Not for now, but one of my biggest influences is Fela Kuti, who, along with being a musician, was also a revolutionary. When he released his album Zombie in 1977, the Nigerian government sent the army to his house to arrest him. From him I’ve learnt how a society can be organised through music. After Nigeria became independent, the government was left with complete control of the country’s wealth. Unfortunately, the people who’d been slaves continued to be deprived of it.

[21:00–00:00] STOLEN

Playing: ‘Stand Still’, Sabrina Claudio

Has the fact that your father is a musician influenced your process in any way?

My father’s been a huge influence, not only because we share a profession, but because of his life maxims. He always tells me not to stress out, that it’s useless. People think that by having a musician father everything’s set, but I’ve gone through my own process and produced and recorded myself.

People think that talent is transmitted by magic, and it just doesn’t work that way.

You have to learn it too. My dad plays bass in my live shows now, which is a coincidence because the bassist I’d contacted couldn’t come. He offered to accompany me and my djembe teachers. It helped, because even though I was clear about how I wanted to prepare the live set, I’m not used to playing live. For my first concert, he helped me structure the songs and make them more dynamic and intuitive for the rest of the musicians. He taught me to understand how they worked and how to hold the audience’s attention. But I would’ve loved for him to be a part of the audience and enjoy everything I’d prepared on my own.

Bikôkô | Apartamento Magazine

[00:00–07:00] NIGHT

Playing: ‘Sing to the Moon’, Laura Mvula

And yet, it was hard for you to sing in front of your parents. Were you afraid that they’d crush the dream of dedicating yourself to singing?

I’ve never figured out why I was so afraid of it, maybe because I’d realise that singing wasn’t my thing. If I didn’t sing in front of other people, no one could tell me that I wasn’t good at it. But even if I like maths, I can’t imagine dedicating myself to anything other than music. 
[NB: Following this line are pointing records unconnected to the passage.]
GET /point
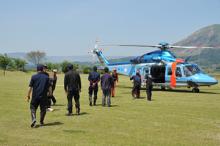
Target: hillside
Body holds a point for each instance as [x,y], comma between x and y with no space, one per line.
[207,36]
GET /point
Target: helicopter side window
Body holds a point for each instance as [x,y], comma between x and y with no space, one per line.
[178,72]
[169,71]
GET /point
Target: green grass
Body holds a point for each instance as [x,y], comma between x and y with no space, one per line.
[172,118]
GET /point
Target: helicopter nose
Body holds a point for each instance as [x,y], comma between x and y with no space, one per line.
[204,79]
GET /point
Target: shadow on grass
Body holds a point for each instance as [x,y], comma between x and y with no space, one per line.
[83,113]
[185,91]
[74,131]
[59,105]
[114,105]
[49,124]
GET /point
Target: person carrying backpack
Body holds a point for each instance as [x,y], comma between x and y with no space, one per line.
[136,85]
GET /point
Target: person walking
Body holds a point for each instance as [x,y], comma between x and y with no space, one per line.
[136,85]
[72,87]
[38,87]
[106,85]
[115,79]
[94,78]
[149,86]
[54,82]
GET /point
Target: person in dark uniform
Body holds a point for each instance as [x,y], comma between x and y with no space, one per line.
[53,79]
[149,86]
[136,85]
[38,87]
[94,78]
[72,87]
[106,83]
[115,78]
[49,93]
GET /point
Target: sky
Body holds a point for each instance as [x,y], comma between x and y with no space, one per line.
[71,27]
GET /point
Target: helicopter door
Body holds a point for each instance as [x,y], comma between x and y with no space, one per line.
[146,71]
[180,78]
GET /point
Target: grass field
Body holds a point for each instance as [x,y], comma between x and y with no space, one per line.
[172,118]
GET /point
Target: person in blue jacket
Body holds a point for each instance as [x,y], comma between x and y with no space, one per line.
[94,78]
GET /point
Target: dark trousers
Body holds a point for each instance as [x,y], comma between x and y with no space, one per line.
[106,94]
[136,91]
[149,92]
[71,94]
[91,91]
[49,100]
[43,106]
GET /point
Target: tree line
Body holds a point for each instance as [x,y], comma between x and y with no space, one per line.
[37,57]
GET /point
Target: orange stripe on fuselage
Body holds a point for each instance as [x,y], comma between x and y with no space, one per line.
[173,76]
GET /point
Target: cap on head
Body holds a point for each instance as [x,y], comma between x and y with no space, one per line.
[69,66]
[40,67]
[106,69]
[55,70]
[45,66]
[94,68]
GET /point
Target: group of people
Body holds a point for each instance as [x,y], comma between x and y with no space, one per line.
[42,87]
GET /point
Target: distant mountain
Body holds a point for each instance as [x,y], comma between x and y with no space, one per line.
[207,36]
[86,59]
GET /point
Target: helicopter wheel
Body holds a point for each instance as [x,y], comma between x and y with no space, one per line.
[195,90]
[163,88]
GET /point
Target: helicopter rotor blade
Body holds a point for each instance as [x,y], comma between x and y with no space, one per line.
[190,47]
[131,45]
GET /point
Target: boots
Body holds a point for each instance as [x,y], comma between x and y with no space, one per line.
[90,100]
[42,116]
[33,117]
[94,102]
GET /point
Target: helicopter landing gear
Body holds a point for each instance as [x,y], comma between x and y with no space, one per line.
[162,88]
[195,90]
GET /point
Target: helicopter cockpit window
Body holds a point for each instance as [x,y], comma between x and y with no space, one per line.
[178,72]
[190,70]
[169,71]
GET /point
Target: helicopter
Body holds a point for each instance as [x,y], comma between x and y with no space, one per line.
[166,70]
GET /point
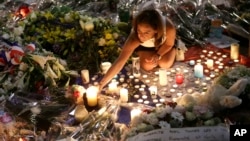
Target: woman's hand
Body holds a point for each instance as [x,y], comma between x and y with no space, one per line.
[153,60]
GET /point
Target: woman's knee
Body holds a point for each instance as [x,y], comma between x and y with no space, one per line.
[168,61]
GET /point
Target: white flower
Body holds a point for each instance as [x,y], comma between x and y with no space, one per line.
[164,125]
[177,116]
[101,42]
[161,112]
[151,119]
[89,26]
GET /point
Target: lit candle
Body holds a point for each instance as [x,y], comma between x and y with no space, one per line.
[153,90]
[85,76]
[198,70]
[124,95]
[163,77]
[191,62]
[112,87]
[140,101]
[135,113]
[179,78]
[91,95]
[234,51]
[210,63]
[105,67]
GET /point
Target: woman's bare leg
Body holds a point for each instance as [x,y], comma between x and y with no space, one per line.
[168,59]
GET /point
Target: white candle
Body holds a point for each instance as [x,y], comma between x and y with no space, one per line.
[124,95]
[198,70]
[163,77]
[112,87]
[105,67]
[91,95]
[140,101]
[153,90]
[85,76]
[210,63]
[234,51]
[135,113]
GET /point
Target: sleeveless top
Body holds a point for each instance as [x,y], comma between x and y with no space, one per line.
[151,42]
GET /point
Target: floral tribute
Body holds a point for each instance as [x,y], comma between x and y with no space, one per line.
[83,40]
[172,116]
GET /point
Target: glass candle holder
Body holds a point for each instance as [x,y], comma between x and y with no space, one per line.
[179,78]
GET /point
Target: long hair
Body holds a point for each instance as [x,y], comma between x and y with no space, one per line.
[153,18]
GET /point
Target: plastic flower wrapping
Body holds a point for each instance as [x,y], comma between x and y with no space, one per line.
[171,116]
[44,43]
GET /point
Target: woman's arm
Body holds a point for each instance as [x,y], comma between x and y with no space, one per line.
[127,49]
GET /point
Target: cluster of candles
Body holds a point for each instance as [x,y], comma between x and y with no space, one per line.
[164,83]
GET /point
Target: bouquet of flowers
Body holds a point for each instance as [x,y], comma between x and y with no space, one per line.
[82,40]
[171,116]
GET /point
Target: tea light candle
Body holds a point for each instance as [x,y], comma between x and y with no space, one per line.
[85,76]
[153,90]
[179,94]
[198,70]
[91,95]
[144,76]
[147,81]
[234,51]
[189,90]
[163,77]
[124,95]
[210,63]
[140,101]
[136,96]
[175,86]
[191,62]
[112,87]
[155,100]
[179,78]
[105,67]
[220,67]
[162,100]
[121,79]
[204,51]
[144,97]
[198,61]
[172,90]
[146,102]
[224,56]
[202,56]
[212,75]
[236,61]
[218,53]
[135,113]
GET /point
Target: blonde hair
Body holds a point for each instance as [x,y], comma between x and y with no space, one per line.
[153,18]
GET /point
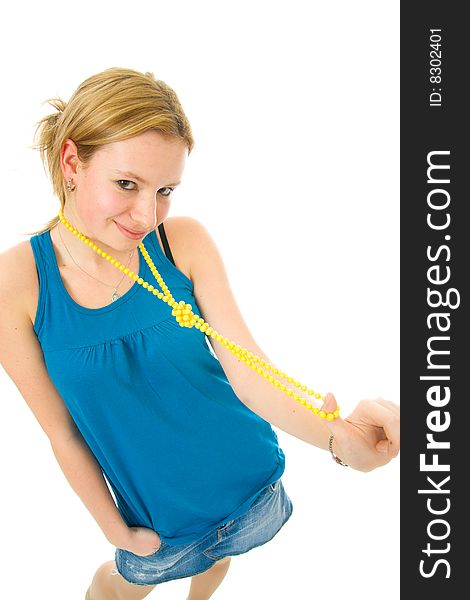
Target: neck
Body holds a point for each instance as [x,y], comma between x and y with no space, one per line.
[74,249]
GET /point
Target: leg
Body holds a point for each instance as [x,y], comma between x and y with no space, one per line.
[108,584]
[205,584]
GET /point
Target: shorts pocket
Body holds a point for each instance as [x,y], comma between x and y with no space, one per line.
[162,543]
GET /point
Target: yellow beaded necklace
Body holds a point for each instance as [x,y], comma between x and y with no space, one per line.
[186,318]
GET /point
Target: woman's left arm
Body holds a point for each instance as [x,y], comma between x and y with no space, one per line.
[368,438]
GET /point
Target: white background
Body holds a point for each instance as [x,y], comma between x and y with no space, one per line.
[294,107]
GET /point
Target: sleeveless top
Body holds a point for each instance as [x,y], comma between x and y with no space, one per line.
[180,452]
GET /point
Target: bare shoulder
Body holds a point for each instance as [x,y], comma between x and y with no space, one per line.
[186,235]
[19,283]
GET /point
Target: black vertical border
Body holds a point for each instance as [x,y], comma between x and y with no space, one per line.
[425,129]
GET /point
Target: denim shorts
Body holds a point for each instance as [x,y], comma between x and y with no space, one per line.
[265,517]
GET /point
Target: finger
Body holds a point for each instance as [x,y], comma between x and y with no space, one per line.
[389,420]
[395,408]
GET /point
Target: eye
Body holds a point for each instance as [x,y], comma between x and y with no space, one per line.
[124,183]
[167,192]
Is there a difference between Neï and Bikôkô?

Yes and no. Neï has accompanied me from birth and is more difficult to explain because you can’t describe a person through attributes alone. She’s a more dispersed entity. Bikôkô is the part of me reserved for artistic creation. Within that, there’s a phase where I actively search for a sound and record it, but in every song there’s also a moment when I stop thinking and the subconscious comes into play. The ideas come out on their own, as if the songs were already made in my head, and my body were just the vehicle through which they come out. That part of me is Bikôkô.